當靜和看到法壇前方、烏壓壓跪著的一群人後麵那張金黃龍椅上高座著的身著帝袍的英偉男子後,他便知道建造這法壇、主持這儀式的人乃是當今陛下。換句話說,這是一場由天子舉辦的祈雨儀式。

但這又算得了什麼呢,他所處的這座為了祈雨而建造出來的法壇,和他之前跟著蕭桓所見過的那些祈雨法壇沒有太大區彆,隻是更華麗、用材更珍貴罷了,並沒有什麼惹人稱道的地方。

而這場儀式也更是沒有什麼出奇的地方,靜和敢肯定的是,如果真人不曾出現的話,哪怕當今天子親自跪求祈雨,隻怕也沒有半點作用。這半月以來連連有雨水降下緩解災情,根本不是因為那一場又一場的祈雨儀式,而是因為真人降下恩澤!

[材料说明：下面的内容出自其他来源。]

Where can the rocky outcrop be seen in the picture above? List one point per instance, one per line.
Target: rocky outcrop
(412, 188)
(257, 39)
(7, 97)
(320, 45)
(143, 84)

這場在皇都皇城中舉辦的祈雨儀式,唯一出奇的地方大概就在於是陛下親自舉行吧。

當親眼目睹大周皇城中所有權臣匍匐於法壇之下的場景後,默默跟隨在蕭桓身後的靜和心中突然湧現出一股難以言喻的豪情和野心來,那並不是對人間權位榮華的向往,也不是對那凡世間榮華富貴的欲.望,而是對求仙問道的渴求和希冀!

若能真正踏上仙途,化凡為仙,那凡塵間的一切於他而言又有何吸引力,榮華富貴不過是過眼雲煙,權力地位也不過是鏡花水月,相比於求仙問道,根本就不算什麼,根本不值得為其花費心力。

在靜和心中升起一股豪邁之情,越發看淡人世間的權位和榮華時,大周如今在位的帝王周明帝已然注意到於無聲無息間陡然出現於法壇之上的蕭桓二人,當下他便滿心不可置信地從龍椅上站了起來,在一名佝僂著腰、顯得順從的內侍扶持下穿過跪在地上的一群人朝法壇急奔而來。

周明帝急奔到法壇之前,他顧不得自己滿頭大汗,隻抬頭又期盼又敬畏的看向蕭桓,語氣十分虔誠恭敬的問道:“閣下便是近日來以無上神通扭轉乾坤的真人嗎?真人的事跡已然傳遍大江南北,隻吾等還未知曉真人法號,不知真人可否將此事告知於吾?”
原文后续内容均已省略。